H) Playing baseball on the West Coast. The major leagues had no team west of Milwaukee for almost one hundred years. Guess they figured too many burning wagons and such.
I) Negotiating. There is a popular trope that goes, “I would love to be an athlete. I would play for nothing.” Right. What happened to the love of the game and all? The truth is, everyone in every line of work negotiates to get the best pay they can all the time. The owners of all sports teams, who are mostly white and rich, with a very few exceptions, negotiate relentlessly to pay the concession workers less, to charge the fan more for tickets every season, to screw the towns they play in by threatening to leave unless the taxpayers buy them a new corporate revenue dome, and on and on. But if players, whose careers are limited, want to be compensated, they are greedy. That argument makes anyone sound like an angry, white, portly guy hosting a shouty all-sports radio show called 99 the Weasel or Petey and the Cracker.
J) Anything good. Owners have turned ballyards into noisy, mindless, NASCAR-intelligence-level, nonstop-sensory-overload video game joints. Baseball is a stately, boring game with sudden breaks for action. Every moment doesn’t have to be celebrated with giant ads and hideous music that sounds like a toaster dying. Parents and children can speak civilly to one another at a baseball game because only an organ is playing. Baseball at its best is church with spitting.

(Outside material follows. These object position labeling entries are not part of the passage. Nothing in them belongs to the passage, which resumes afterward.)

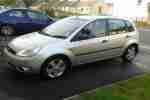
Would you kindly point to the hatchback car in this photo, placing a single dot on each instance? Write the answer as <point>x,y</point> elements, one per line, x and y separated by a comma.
<point>23,20</point>
<point>73,41</point>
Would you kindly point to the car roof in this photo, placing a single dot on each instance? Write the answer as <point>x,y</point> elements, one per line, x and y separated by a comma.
<point>91,18</point>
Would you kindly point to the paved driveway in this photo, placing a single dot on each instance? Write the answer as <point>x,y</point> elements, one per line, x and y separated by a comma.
<point>14,86</point>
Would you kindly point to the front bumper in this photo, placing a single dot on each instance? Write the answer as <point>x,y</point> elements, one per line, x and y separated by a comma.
<point>23,64</point>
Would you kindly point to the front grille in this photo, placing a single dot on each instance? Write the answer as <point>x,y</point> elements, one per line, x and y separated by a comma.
<point>11,50</point>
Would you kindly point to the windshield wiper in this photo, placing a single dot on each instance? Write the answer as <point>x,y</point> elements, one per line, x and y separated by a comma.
<point>58,36</point>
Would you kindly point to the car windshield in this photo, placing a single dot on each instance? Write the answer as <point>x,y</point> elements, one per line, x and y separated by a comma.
<point>64,28</point>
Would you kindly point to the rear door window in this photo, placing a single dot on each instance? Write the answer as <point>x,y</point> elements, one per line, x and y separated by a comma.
<point>37,15</point>
<point>129,26</point>
<point>116,26</point>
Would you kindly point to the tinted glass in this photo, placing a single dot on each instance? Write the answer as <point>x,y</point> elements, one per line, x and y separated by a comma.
<point>116,26</point>
<point>129,26</point>
<point>36,15</point>
<point>92,30</point>
<point>16,13</point>
<point>100,28</point>
<point>64,28</point>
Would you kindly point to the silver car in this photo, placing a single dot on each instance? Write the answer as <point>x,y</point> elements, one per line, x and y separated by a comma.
<point>73,41</point>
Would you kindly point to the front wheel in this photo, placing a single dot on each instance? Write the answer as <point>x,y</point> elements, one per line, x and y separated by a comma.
<point>130,53</point>
<point>54,67</point>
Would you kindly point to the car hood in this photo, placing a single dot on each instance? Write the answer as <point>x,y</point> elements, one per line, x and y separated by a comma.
<point>32,41</point>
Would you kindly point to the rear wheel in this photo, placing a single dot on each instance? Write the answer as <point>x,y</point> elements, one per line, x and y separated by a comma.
<point>130,53</point>
<point>54,67</point>
<point>7,30</point>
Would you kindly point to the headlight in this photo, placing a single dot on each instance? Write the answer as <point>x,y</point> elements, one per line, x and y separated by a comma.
<point>28,52</point>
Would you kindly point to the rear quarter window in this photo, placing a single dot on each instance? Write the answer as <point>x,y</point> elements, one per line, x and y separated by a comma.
<point>129,26</point>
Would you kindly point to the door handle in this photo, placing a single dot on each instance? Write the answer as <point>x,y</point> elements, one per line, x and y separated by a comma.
<point>104,41</point>
<point>128,36</point>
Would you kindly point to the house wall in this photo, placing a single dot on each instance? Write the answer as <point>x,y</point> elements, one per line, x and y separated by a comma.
<point>130,8</point>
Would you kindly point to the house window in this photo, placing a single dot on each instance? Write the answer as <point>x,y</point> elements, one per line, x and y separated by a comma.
<point>139,2</point>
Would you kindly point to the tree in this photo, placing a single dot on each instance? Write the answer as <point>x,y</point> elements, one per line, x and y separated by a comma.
<point>28,3</point>
<point>7,2</point>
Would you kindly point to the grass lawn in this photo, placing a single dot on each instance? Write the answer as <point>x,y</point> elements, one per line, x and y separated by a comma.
<point>137,88</point>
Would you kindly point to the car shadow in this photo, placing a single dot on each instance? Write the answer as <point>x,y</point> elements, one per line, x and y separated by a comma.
<point>15,86</point>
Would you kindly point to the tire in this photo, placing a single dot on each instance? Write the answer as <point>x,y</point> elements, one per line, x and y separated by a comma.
<point>130,53</point>
<point>49,69</point>
<point>7,30</point>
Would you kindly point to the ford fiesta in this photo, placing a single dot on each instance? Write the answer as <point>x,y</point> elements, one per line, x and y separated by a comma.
<point>73,41</point>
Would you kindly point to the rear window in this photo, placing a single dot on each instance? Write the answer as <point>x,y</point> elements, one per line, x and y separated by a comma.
<point>129,26</point>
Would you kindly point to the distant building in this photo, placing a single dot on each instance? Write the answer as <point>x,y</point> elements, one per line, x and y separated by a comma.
<point>87,7</point>
<point>135,9</point>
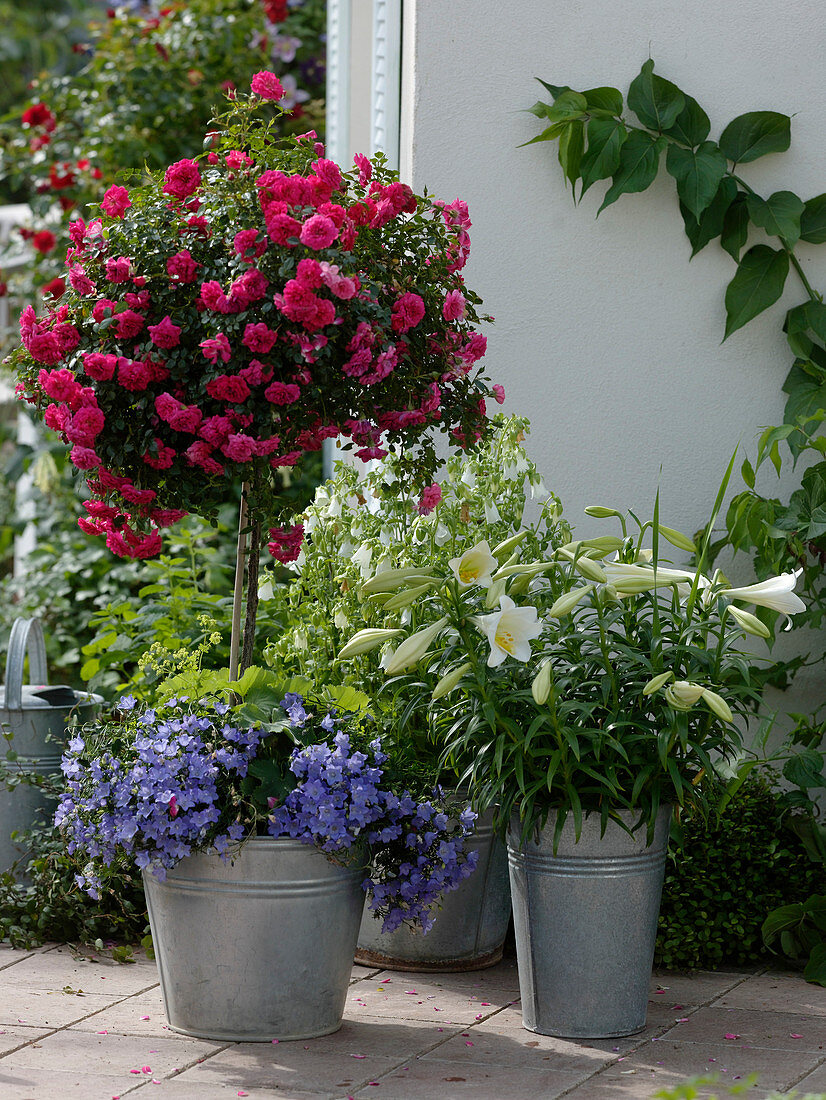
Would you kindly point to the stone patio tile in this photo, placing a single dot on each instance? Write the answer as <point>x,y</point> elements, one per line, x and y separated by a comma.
<point>753,1029</point>
<point>502,977</point>
<point>814,1081</point>
<point>37,1084</point>
<point>58,968</point>
<point>445,1080</point>
<point>697,987</point>
<point>107,1055</point>
<point>778,992</point>
<point>41,1008</point>
<point>418,998</point>
<point>660,1063</point>
<point>11,1037</point>
<point>484,1045</point>
<point>288,1068</point>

K) Children. Yes, that’s right. The owners hate children. Kids don’t understand what a lockout is. They cry when the team moves or a player is suspended or Tim McCarver is mixing a metaphor with a mistake. Tickets in L.A. are over $100 apiece to sit near the field down the line. Kids always have that kind of ready cash. Baseball is also notoriously racist and male. What is not for a young mind to love?